Raising the question in validates it’s own premise. Thought , falls into two modes of regression :astonished:nto logically contradictory, in the sense that the question of identifying what.it is, leads to Russell’s infinite regress. On the other hand, justifying all patterns of though as epiphenomenal, regresses the idea as Ayer pointed out.

 The identification is the key problem of what thought is, on one hand, and what causes the determination: a signal, a cue, ?  Are these signals internal, external?

 The duality is sustained, and the question is simply incapable of validation one way, or another.


  Wittgenstein would probably  say that it is propositionally invalid to raise the question.
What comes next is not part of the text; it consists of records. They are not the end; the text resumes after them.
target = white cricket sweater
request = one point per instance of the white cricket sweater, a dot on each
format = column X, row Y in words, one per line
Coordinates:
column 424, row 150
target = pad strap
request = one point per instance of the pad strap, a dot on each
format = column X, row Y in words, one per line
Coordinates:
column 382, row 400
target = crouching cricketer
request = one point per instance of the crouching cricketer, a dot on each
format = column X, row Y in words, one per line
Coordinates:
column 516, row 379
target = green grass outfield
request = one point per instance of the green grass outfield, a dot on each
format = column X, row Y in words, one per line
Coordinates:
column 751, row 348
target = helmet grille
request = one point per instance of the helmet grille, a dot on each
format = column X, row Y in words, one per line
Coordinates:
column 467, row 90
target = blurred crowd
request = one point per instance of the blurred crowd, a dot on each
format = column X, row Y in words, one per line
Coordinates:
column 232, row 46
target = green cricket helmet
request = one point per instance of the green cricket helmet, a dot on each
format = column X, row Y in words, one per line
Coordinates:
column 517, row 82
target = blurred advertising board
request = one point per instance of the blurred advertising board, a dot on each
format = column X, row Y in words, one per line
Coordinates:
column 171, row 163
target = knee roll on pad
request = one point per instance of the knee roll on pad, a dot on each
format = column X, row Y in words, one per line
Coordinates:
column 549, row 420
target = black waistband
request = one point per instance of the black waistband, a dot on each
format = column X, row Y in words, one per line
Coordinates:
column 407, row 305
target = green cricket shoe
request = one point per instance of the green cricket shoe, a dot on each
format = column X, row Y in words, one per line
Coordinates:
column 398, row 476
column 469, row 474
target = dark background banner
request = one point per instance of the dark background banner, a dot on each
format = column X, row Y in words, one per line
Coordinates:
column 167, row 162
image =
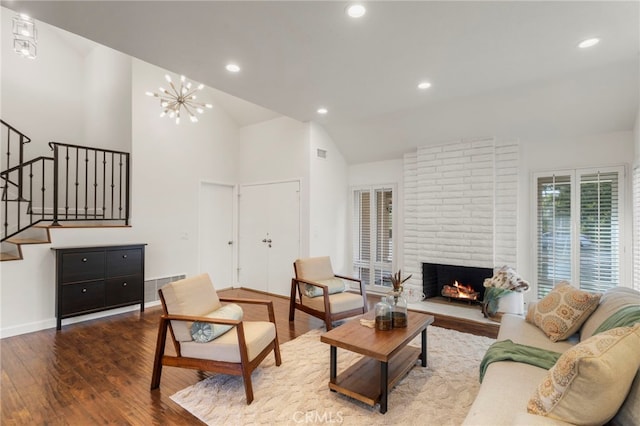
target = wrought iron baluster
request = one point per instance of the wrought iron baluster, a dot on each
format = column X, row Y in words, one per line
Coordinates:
column 76, row 183
column 66, row 185
column 128, row 174
column 104, row 183
column 55, row 186
column 86, row 182
column 120, row 187
column 113, row 186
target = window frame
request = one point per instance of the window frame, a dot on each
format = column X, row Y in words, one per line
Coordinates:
column 575, row 181
column 373, row 263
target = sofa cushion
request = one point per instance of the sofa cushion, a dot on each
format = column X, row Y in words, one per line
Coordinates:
column 561, row 312
column 590, row 381
column 203, row 332
column 611, row 302
column 515, row 328
column 336, row 285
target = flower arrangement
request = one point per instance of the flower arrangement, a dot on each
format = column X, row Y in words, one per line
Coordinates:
column 397, row 281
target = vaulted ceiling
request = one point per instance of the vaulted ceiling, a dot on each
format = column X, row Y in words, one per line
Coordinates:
column 507, row 68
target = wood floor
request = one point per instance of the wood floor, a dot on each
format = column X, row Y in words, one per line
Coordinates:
column 98, row 372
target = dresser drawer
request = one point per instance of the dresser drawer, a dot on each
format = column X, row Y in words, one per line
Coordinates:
column 124, row 262
column 80, row 297
column 124, row 290
column 81, row 266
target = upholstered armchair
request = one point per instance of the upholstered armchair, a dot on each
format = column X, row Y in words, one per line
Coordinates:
column 317, row 291
column 210, row 336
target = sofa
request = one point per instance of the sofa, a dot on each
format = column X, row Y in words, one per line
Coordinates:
column 509, row 389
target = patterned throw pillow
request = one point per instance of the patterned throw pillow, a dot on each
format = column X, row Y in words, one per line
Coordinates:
column 203, row 332
column 590, row 381
column 561, row 312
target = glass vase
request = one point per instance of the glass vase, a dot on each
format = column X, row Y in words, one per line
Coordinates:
column 398, row 303
column 383, row 316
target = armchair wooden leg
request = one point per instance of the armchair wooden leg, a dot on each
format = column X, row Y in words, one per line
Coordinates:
column 248, row 389
column 327, row 322
column 157, row 363
column 292, row 301
column 276, row 352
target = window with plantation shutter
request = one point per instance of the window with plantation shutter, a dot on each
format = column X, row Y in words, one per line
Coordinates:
column 373, row 235
column 578, row 229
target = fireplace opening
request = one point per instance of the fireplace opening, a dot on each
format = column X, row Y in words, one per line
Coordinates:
column 454, row 282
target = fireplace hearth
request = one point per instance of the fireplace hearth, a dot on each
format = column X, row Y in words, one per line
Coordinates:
column 464, row 283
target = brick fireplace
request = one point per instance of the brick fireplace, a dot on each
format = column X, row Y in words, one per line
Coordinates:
column 436, row 275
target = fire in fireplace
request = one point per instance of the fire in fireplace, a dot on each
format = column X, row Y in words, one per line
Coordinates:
column 459, row 291
column 454, row 281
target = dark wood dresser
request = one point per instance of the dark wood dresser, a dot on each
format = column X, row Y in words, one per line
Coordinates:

It’s not the same thing, not remotely. I don’t know what the rest of your post is on about, but nothing in epiphenomenalism talks about effects spontaneously arising without cause. I’m not defending epiphenomenalism – I think I made it clear that I’m not an epiphenomenalist. I’d even go as far as to say that it’s one of those ideas that shouldn’t be believed by anybody - not because it’s false, but because of how obviously false it is. Like Solipsism: almost no philosophers believe in Solipsism, talking about Solipsism is more like an exercise. You intuitively know why you can’t accept it, the exercise is to explain why. For me, epiphenomenalism should hold the same place: it can’t be true, if you’re thinking clearly you know it can’t be true. The exercise is in explaining why.

But just because I don’t believe epiphenomenalism is a remotely reasonable position doesn’t mean I’m not going to correct you when you say things about effects without causes. That’s incorrect. Epiphenomenalism is about matter having an effect on consciousness, while consciousness is not having an effect on matter. Neither of those previous two statements involves effects without causes. You have a misunderstanding somewhere.

I read a movie script about Epiphenomenalism recently:

Haha, that was great. Very witty. Did you write it?

I wish.

Okay let’s deal with the “rest of my post”, first. It relates to choice 2) ;"Some thoughts are effects of the body, thoughts have some causal powers. Non-epiphenomenalism..
This is inherently preposterous. I said some this some that. If only some thoughts are causal, then how can that be the case? Some are causal some are not - I just have no idea where you are going with this. So one thought gives rise to an arm movement? But others lead to nothing. It seems to me that a thought that can implies that it has an energy content, thus a thought that appears to lead to nothing will have to lead to at least waste heat, or contribute to another thought, or changed brain state; there are no effect less circumstances. Nothing is without effect; a thing must effect its self, unless it disappears spontaneously.
I am miffed here because you have once again gone on the defensive and have started to flirt with ad homimen, in absence of actually dealing with my point (i.e. “if you are thinking clearly” oh um).
As for you being an epiphenomenalist or not, that is completely irrelevant. The real point I’m making is that your choices are not mutually exclusive. You say you may choose one, but I can’ bring myself to choose either given the way they are articulated.
What I also object to is you resorting to “intuition” to reject EP, without giving adequate reasons, leaving me with choice 2, which is utterly absurd.

But gees whizz you just can’t say why?

FYI, I am not saying that he is not correct.

However since yo mention it, FJ is in fact misrepresenting EP.
In fact EP is a species of determinism which posits consciousness are a supervening quality of indirect causality; designed to account for advances in scanning technology which now suggests that we are conscious of our thoughts after we have them.
The degree to which thoughts are part of an ongoing chain of causality is moot.

Oh, you’re an epiphenomenalist. I didn’t realize that, I genuinely thought you weren’t. You hadn’t made your position very clear. I honestly wasn’t trying to insult you, because I honestly didn’t think you believed that.